In zwei Texten ("WENIGER ALS MAN/LESS THAN ONE" und "IN EINEINHALB ZIMMERN/IN ONE-AND-A-HALF ROOMS") beschreibt Joseph Brodsky (Literaturnobelpreis 1987) 1986 seine Kindheit, das russische kollektive Unbewusste, den Antisemitismus, die Eigenheiten der totalitär regierten Gesellschaft, in der jeder Henker und Opfer sein kann. Die beiden sehr dichten Texte sind so schön wie schmerzhaft. Die Übersetzerinnen haben, soweit ich das beurteilen kann, die lakonische Poesie des Textes hervorragend getroffen. „Schlampiger Schlamper“, darauf muss man kommen. „Soll Englisch meine Toten behausen“ – Die Überlegungen Brodskys, dass seine Entscheidung, über seine Eltern auf Englisch zu schreiben, für sie eine posthume Befreiung aus dem unterdrückerischen und seelenzerstörenden russischen Kontext darstellt, ist so schön wie kaputt. Sicher steckt darin seine Größe, aus seinem Schmerz, den ihm seine Heimat angetan, aus diesem total zertretenen und geschundenen und missbrauchten Land und seiner Bevölkerung – wie ein Alchimist aus Dreck Gold – solche wunderbare Gedanken zu ernten. Ich bin versucht, zum Beweis das gesamte Bändchen anzuführen: die Beschreibung der elterlichen Kommunalka, die Art und Weise, wie der Autor die Tragödie der Trennung von seinen Eltern bis zu deren Tod beschreibt, vor dem er sie nicht noch einmal sehen konnte.

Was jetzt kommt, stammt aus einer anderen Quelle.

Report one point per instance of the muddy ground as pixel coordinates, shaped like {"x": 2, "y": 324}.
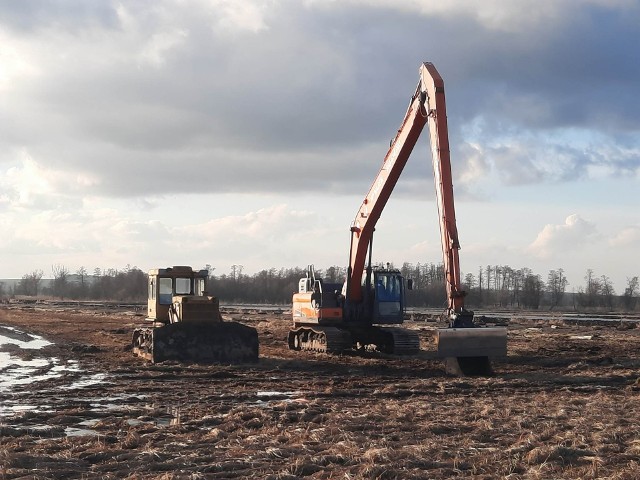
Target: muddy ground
{"x": 565, "y": 403}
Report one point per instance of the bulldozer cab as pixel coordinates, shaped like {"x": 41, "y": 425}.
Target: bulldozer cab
{"x": 165, "y": 283}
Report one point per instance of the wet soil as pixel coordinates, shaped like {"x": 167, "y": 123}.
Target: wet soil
{"x": 564, "y": 403}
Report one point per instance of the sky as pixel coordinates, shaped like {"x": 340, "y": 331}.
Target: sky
{"x": 152, "y": 133}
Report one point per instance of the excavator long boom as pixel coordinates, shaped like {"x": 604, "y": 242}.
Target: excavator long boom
{"x": 427, "y": 106}
{"x": 465, "y": 347}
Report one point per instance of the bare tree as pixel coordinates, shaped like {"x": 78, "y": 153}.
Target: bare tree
{"x": 556, "y": 286}
{"x": 608, "y": 293}
{"x": 630, "y": 293}
{"x": 531, "y": 290}
{"x": 60, "y": 280}
{"x": 30, "y": 283}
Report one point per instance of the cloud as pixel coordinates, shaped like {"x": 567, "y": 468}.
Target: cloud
{"x": 627, "y": 237}
{"x": 555, "y": 240}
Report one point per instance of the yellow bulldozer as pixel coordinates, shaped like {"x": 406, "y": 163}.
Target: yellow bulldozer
{"x": 184, "y": 322}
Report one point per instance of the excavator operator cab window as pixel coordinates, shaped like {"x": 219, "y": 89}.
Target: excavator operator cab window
{"x": 165, "y": 290}
{"x": 199, "y": 287}
{"x": 388, "y": 294}
{"x": 183, "y": 286}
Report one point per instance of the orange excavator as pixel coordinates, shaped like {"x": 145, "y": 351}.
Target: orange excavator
{"x": 334, "y": 318}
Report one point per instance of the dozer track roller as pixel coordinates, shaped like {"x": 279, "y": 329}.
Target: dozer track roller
{"x": 198, "y": 342}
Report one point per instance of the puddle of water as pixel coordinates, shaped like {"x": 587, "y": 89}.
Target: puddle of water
{"x": 86, "y": 381}
{"x": 22, "y": 339}
{"x": 269, "y": 393}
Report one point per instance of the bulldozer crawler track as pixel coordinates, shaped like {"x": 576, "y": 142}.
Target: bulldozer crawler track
{"x": 220, "y": 342}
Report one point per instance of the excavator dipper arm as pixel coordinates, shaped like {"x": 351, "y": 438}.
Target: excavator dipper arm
{"x": 427, "y": 106}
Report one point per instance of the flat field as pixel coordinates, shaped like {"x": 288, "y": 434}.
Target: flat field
{"x": 564, "y": 403}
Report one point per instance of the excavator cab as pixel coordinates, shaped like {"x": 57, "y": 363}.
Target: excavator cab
{"x": 186, "y": 324}
{"x": 388, "y": 297}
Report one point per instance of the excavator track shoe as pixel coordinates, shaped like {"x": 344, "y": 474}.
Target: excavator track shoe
{"x": 405, "y": 342}
{"x": 320, "y": 339}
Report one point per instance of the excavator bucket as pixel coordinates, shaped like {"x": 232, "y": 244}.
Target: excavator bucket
{"x": 467, "y": 350}
{"x": 198, "y": 342}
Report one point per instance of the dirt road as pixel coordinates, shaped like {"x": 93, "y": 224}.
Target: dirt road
{"x": 565, "y": 403}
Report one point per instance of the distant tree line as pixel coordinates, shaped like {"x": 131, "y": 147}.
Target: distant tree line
{"x": 127, "y": 284}
{"x": 493, "y": 286}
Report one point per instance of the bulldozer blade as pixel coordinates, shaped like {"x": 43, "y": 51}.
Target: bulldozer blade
{"x": 468, "y": 366}
{"x": 202, "y": 342}
{"x": 467, "y": 350}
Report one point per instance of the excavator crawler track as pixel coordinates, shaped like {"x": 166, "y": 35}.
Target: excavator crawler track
{"x": 404, "y": 342}
{"x": 320, "y": 339}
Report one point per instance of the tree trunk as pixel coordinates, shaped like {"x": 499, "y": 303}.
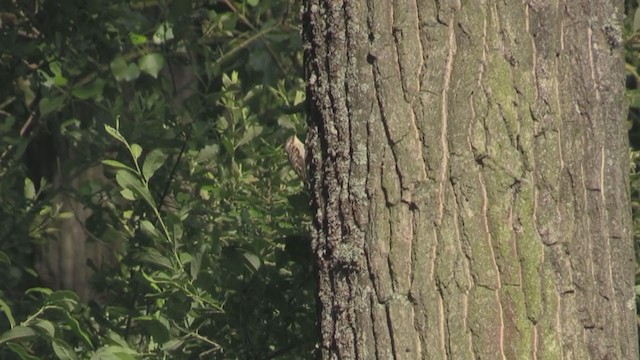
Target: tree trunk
{"x": 470, "y": 179}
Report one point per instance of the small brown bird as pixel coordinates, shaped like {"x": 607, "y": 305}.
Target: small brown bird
{"x": 297, "y": 156}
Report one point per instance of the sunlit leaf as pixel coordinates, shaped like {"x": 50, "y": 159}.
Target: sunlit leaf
{"x": 152, "y": 163}
{"x": 151, "y": 64}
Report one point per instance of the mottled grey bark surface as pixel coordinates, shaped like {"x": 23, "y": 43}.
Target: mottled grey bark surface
{"x": 470, "y": 179}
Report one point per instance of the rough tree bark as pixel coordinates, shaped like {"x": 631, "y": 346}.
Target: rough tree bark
{"x": 469, "y": 175}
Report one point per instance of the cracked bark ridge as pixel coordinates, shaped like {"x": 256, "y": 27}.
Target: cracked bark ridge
{"x": 469, "y": 176}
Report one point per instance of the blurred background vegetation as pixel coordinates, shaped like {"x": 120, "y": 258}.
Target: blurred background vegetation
{"x": 152, "y": 131}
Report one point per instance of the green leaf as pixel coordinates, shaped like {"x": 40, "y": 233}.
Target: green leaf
{"x": 22, "y": 351}
{"x": 18, "y": 333}
{"x": 123, "y": 71}
{"x": 46, "y": 326}
{"x": 115, "y": 133}
{"x": 151, "y": 64}
{"x": 152, "y": 163}
{"x": 92, "y": 90}
{"x": 153, "y": 256}
{"x": 29, "y": 189}
{"x": 150, "y": 230}
{"x": 49, "y": 105}
{"x": 7, "y": 311}
{"x": 128, "y": 194}
{"x": 118, "y": 165}
{"x": 252, "y": 260}
{"x": 4, "y": 258}
{"x": 127, "y": 180}
{"x": 163, "y": 34}
{"x": 158, "y": 329}
{"x": 77, "y": 329}
{"x": 65, "y": 299}
{"x": 63, "y": 350}
{"x": 208, "y": 154}
{"x": 251, "y": 133}
{"x": 114, "y": 352}
{"x": 137, "y": 39}
{"x": 136, "y": 151}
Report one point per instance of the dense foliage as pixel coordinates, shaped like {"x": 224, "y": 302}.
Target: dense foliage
{"x": 183, "y": 106}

Dazu kommen in dieser Ausgabe die Fotos von Barbara Klemm, in diesem Fall einmal wirklich erhellend und illustrierend und der vielen Reflexionen gerade in WENIGER ALS MAN auch notwendige Ergänzung, Angler vor Ermitage, drei junge Frauen in Ostmode auf Bank in zerschundenem Stadteck, das vielleicht mal Park war, in allem ein würdiges Leben fordernd. „Nur das ich ihnen in ihrem Alter nicht helfen konnte; nur dass ich nicht dabei war, als sie im Sterben lagen. Ich sage das, nicht so sehr aus einem Schuldgefühl heraus, sondern aus dem egoistischen Wunsch eines Kindes, seine Eltern alle Phasen ihres Lebens hindurch zu begleiten (…).“ So gelingt es ihm, kraft seiner Gedanken die Tragödie zu überschreiten und als Genre zu überwinden und noch Gewinn daraus zu schlagen („Die armen Leute wollen immer, dass alles zu etwas gut ist.“).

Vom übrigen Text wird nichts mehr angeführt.